Goal: Quickly find an element in an array.
Let's say you have an array of numbers and you want to determine whether a specific number is in that array, and if so, at which index.
In most cases, iterating over a range
in Go is good enough for that:
numbers := []int{11, 59, 3, 2, 53, 17, 31, 7, 19, 67, 47, 13, 37, 61, 29, 43, 5, 41, 23}
for index := range numbers {
if numbers[index] == 43 {
return index // Returns 15
}
}
However, this approach performs a linear search. In code, that looks something like this:
func linearSearch(nums []int, target int) int {
for index := range nums {
if nums[index] == target {
return index
}
}
return -1
}
And you'd use it like this:
linearSearch(numbers, 43) // returns 15
So what's the problem? linearSearch()
loops through the entire array from the beginning, until it finds the element you're looking for. In the worst case, the value isn't even in the array and all that work is done for nothing.
On average, the linear search algorithm needs to look at half the values in the array. If your array is large enough, this starts to become very slow!
The classic way to speed this up is to use a binary search. The trick is to keep splitting the array in half until the value is found.
For an array of size n
, the performance is not O(n) as with linear search but only O(log n). To put that in perspective, binary search on an array with 1,000,000 elements only takes about 20 steps to find what you're looking for, because log_2(1,000,000) = 19.9
. And for an array with a billion elements it only takes 30 steps. (Then again, when was the last time you used an array with a billion items?)
Sounds great, but there is a downside to using binary search: the array must be sorted. In practice, this usually isn't a problem.
Here's how binary search works:
- Split the array in half and determine whether the thing you're looking for, known as the search key, is in the left half or in the right half.
- How do you determine in which half the search key is? This is why you sorted the array first, so you can do a simple
<
or>
comparison. - If the search key is in the left half, you repeat the process there: split the left half into two even smaller pieces and look in which piece the search key must lie. (Likewise for when it's the right half.)
- This repeats until the search key is found. If the array cannot be split up any further, you must regrettably conclude that the search key is not present in the array.
Now you know why it's called a "binary" search: in every step it splits the array into two halves. This process of divide and conquer is what allows it to quickly narrow down where the search key must be.
Here is a recursive implementation of binary search in Go:
func binarySearch(nums []int, target int) int {
// The boundaries of where we are searching in the array.
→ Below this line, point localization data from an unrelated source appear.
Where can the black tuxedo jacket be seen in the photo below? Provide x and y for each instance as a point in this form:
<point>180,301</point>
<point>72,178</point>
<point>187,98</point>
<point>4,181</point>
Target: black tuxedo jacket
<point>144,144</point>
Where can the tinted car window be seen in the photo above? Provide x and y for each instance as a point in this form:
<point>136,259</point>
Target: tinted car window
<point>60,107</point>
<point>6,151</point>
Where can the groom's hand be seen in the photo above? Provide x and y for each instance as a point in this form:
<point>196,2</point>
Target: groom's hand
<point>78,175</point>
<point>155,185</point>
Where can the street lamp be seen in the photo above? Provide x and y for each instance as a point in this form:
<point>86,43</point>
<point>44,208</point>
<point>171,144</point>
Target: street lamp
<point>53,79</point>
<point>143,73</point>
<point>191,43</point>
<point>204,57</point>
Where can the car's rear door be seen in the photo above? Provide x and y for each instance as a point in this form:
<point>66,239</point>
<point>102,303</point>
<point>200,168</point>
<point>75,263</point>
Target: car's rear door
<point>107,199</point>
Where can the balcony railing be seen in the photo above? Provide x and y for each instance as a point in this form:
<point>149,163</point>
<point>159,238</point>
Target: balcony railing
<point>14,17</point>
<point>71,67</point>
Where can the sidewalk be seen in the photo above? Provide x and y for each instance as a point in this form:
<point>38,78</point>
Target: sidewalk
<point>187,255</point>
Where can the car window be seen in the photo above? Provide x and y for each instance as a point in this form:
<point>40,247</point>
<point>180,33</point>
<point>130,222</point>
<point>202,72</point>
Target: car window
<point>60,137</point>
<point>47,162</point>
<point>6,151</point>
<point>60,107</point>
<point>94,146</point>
lowerBound, upperBound := 0, len(nums)-1
for lowerBound <= upperBound {
// Calculate where to split the array.
midIndex := lowerBound + ((upperBound - lowerBound) / 2)
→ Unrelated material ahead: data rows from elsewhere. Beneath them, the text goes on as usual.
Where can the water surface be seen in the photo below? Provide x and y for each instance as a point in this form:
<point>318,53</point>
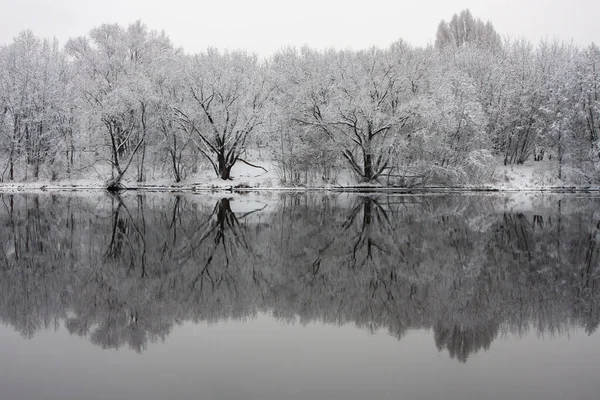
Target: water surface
<point>299,296</point>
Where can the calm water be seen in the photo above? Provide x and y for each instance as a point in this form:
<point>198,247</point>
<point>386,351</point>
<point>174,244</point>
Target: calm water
<point>299,296</point>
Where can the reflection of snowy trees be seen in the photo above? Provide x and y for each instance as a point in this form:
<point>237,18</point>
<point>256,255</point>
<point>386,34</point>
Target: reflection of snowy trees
<point>126,270</point>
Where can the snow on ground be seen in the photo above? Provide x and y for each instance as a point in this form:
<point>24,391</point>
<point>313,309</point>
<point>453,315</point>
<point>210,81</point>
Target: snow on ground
<point>531,176</point>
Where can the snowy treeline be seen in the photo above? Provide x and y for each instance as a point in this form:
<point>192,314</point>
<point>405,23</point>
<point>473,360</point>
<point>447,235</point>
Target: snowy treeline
<point>124,102</point>
<point>124,271</point>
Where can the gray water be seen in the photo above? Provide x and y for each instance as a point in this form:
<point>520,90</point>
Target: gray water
<point>299,296</point>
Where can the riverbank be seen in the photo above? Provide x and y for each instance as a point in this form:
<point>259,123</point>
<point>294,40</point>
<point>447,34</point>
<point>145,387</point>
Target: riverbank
<point>529,177</point>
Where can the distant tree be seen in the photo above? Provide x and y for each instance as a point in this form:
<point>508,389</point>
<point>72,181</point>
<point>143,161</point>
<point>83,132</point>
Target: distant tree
<point>465,30</point>
<point>227,101</point>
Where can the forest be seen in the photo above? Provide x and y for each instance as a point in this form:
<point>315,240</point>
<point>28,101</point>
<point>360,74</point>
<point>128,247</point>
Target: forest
<point>125,104</point>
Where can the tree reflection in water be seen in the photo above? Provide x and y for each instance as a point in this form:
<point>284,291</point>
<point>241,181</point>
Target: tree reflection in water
<point>125,270</point>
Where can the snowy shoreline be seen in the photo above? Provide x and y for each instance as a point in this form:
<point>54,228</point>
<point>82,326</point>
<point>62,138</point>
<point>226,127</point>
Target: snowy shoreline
<point>226,187</point>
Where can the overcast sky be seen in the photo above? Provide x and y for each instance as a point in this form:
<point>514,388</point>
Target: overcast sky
<point>263,26</point>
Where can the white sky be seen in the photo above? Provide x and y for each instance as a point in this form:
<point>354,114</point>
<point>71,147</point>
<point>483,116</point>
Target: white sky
<point>263,26</point>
if nums[midIndex] > target { // Is the target number in the left half?
upperBound = midIndex
} else if nums[midIndex] < target { // Is the target number in the right half?
lowerBound = midIndex + 1
} else { // If we get here, then we've found the index of the target number!
return midIndex
}
}
// If we get here, then the target number is not present in the array.
return -1
}
To try this out, copy the code to the Go Playground and do:
numbers := []int{2, 3, 5, 7, 11, 13, 17, 19, 23, 29, 31, 37, 41, 43, 47, 53, 59, 61, 67}
binarySearch(numbers, 43) // Gives 13
Note that the numbers
array is sorted. The binary search algorithm does not work otherwise!
The initial explanation was that binary search works by splitting the array in half, but we don't actually create two new arrays. Instead, we keep track of these splits using two integers, which represents the "boundaries" of where we are searching in the array. Initially, these boundaries cover the entire array, 0, len(nums)-1
, and as we split the array, the boundaries become smaller and smaller.
It might be useful to look at how the algorithm works in detail.
The array from the above example consists of 19 numbers and looks like this when sorted:
[ 2, 3, 5, 7, 11, 13, 17, 19, 23, 29, 31, 37, 41, 43, 47, 53, 59, 61, 67 ]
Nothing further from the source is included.